Autonomous agent · one interface

One agent.Every tool.

The Hermes SDK turns a full autonomous agent into a single call. Give it a goal in plain language — it writes and runs code, browses the web, reads images, creates files and charts, and hands back clean results with downloadable artifacts. No orchestration to wire up.
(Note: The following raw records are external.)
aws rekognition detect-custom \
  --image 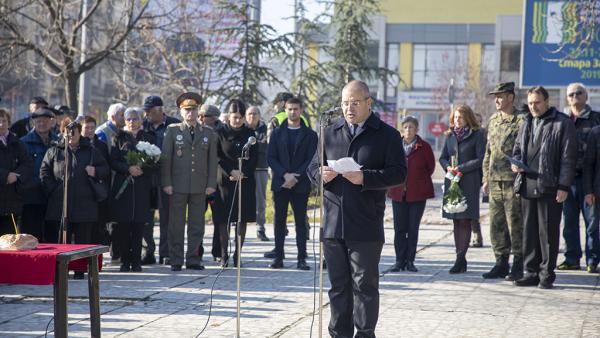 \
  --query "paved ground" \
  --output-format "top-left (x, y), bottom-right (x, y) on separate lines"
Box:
top-left (0, 191), bottom-right (600, 338)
01 What it can do // the agent picks the right tool for the job
[ exec ]

Run code

Writes and executes Python & shell, captures output, and returns any files it produces.

[ web ]

Search the web

Searches and reads live pages, then answers grounded in what it found.

[ browser ]

Drive a browser

Controls a real Chromium — navigate, click, fill forms, screenshot.

[ vision ]

See images

Analyzes and describes images you attach, and reasons over their contents.

[ charts ]

Make charts

Turns data into plots via code (matplotlib & co.) — returned as downloadable artifacts.

[ files ]

Work with files

Reads, writes, patches and searches files within an isolated working directory.

[ delegate ]

Delegate

Spawns sub-agents to split large jobs into parallel, focused tasks.

[ memory ]

Remember

Per-user memory + full-text search over past conversations.

[ skills ]

Plan & skills

Task planning for multi-step work, plus any installed skills it can invoke.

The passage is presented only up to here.